The Basilica of Sant'Apollinare in Classe is one of the most venerable ancient basilicas in all of Christendom, justly celebrated for its mosaics and as an exemplar of early Christian architecture. Now examples of early Christian basilicas invariably include the presence of a ciborium, which is to say, the architectural canopy that covers the freestanding altar. This is a feature I have frequently spoken on frequently over the years. Here is what the Catholic Encyclopedia says about it:
From the fourth century altars were, in many instances, covered by a canopy supported on four columns, which not only formed a protection against possible accidents, but in a greater degree served as an architectural feature of importance. This canopy was known as the ciborium or tegurium... the dignified and beautifully ornamented ciborium as the central point of the basilica, where all religious functions were performed, was an artistic necessity. The altar of the basilica was simple in the extreme, and, consequently, in itself too small and insignificant to form a centre which would be in keeping with the remainder of the sacred edifice. The ciborium admirably met this requirement.
My selection of this particular quotation is quite purposeful, for whenever I look at Sant'Apollinare as it stands today, as brilliant and awe inspiring as it is, it's high altar certainly seems to cry out for the presence of this ancient and noble feature.

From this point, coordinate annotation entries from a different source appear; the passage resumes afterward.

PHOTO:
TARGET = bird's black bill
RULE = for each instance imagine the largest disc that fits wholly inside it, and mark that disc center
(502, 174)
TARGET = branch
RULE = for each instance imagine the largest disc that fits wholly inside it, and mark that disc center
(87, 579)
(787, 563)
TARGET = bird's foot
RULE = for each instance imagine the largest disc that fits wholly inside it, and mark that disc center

I found myself wondering then, did Sant'Apollinare historically have a ciborium?  I would find it difficult to imagine that it did not admittedly, and while I am yet researching the particular question of this basilica in its earliest forms, I did turn up some interesting photographs and engravings of the basilica from the mid-19th century which show the high altar covered with a ciborium -- one that would appear to be of baroque vintage.:





It would seem that it was at some point in the later 19th century or early 20th century that this was either removed or destroyed. Here is an image of the basilica as it stood at that period and as it essentially still stands today:


Whatever the case in the history of this particular basilica, it brings to mind the fundamental importance, utility and desirability of the ciborium where freestanding altars are concerned, serving both as a means to focus one's attention on the altar and lending the altar an architectural magnificence that it might not otherwise have.